What’s the difference between hospice and palliative care?
Both hospice and palliative care provide comfort care, such as pain and symptom management, to people with serious illnesses. You can receive palliative care while simultaneously undergoing curative treatment for cancer and other serious diseases.

Hospice care begins when curative efforts end. If your physician believes you have six months or less left to live, he or she can refer you to hospice. However, hospice care does not end if you live longer than six months. In that case, your physician can continue to certify that you are still eligible to receive hospice care.

What are the benefits of hospice?
Above all, hospice helps keep patients comfortable at the end of their lives so they can focus on the things that matter most.

Your hospice care team may include physicians, nurses, social workers, therapists, home health professionals, spiritual advisors, bereavement counselors and trained volunteers. Hospice care providers are specially trained to deal with terminally ill patients’ physical and emotional symptoms.

The first step in hospice is to develop a care plan to meet individual patient and family needs. This may include any of the following:

  • Pain and symptom management
  • Teaching families how to care for patients at home
  • Providing home equipment and medications
  • Spiritual counseling
  • Emotional support
  • Companionship
  • Logistical help, such as running errands, helping with meals and giving family caretakers a break (also known as respite care)

Hospice also provides grief support to loved ones leading up to and following the death of the patient.

Members of the hospice care team meet with patients and their families on an agreed-upon schedule, which can change as the patient’s needs change. Most hospice providers offer on-call support outside of normal business hours.

Evidence suggests that hospice care may increase how long some patients live. For example, in one study published in 2007 in the Journal of Pain and Symptom Management, those patients in hospice care lived an adjusted average of 29 days longer than those who didn’t receive hospice. The study authors noted that the extra time that hospice might provide can be especially valuable to some patients and their families because it may help them “use the end of life as a time of resolution and closure.”

Furthermore, patients who receive end-of-life care at home may be more likely to die at home, which aligns with most patients’ wishes.

Researchers have several hypotheses for why hospice may increase longevity. Many patients, especially those with cancer who are already weakened by their disease, undergo intensive treatment late in the course of their illness. These treatments can actually increase mortality. In hospice care, the focus is instead on comfort care and quality of life. Hospice patients are also closely monitored and receive psychosocial support, which is important in end-of-life care.

Hospice may even lower healthcare costs at the end of life. A 2007 study found Medicare expenditures were about $2,300 lower in the last year of life for patients in hospice.

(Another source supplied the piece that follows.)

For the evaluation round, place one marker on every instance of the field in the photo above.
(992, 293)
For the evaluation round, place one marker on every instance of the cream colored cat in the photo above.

Where can I receive hospice care?
Hospice is not necessarily a place—although it can be. Patients may receive hospice at home, in a nursing home, in the hospital or in a freestanding hospice program. In 2014, nearly 60 percent of hospice patients received care in the place they were living, most often their own residence or a nursing home, assisted living or other residential facility. If your medical care needs change and you move from one setting to another, hospice moves with you.

Do I have to pay for hospice?
Medicare established a hospice benefit in 1983 and since patients’ needs often change, it offers four levels of care. The majority of patients receive routine home care. The Veteran’s Health Administration and most insurance companies also offer a hospice benefit. According to NHPCO, Medicare and Medicaid may not cover care in some hospice centers, so check with your provider before you need care.

How can I find a hospice program?
Medicare certifies hospice programs, so a good place to start is the online Medicare hospice finder. Choose a hospice provider that is accredited and is a member of NHPCO. While neither is required, both indicate a commitment to quality and an adherence to established standards.

NHPCO offers a list of questions to consider when evaluating community hospice providers. For example, you might want to ask if staff are certified or credentialed and who might handle a crisis at night or on the weekends.

If you or a loved one has a life-limiting illness and your physician does not recommend hospice, ask about it. Many people who are eligible don’t receive hospice until very close to end of life. Although anyone with a prognosis of six months or less can receive hospice, in 2014, only half of eligible patients were in hospice for two weeks or longer and more than one-third were in hospice for less than a week.

Hospice is a service that many patients and their families don’t access fully, but it may be potentially valuable—and meaningful.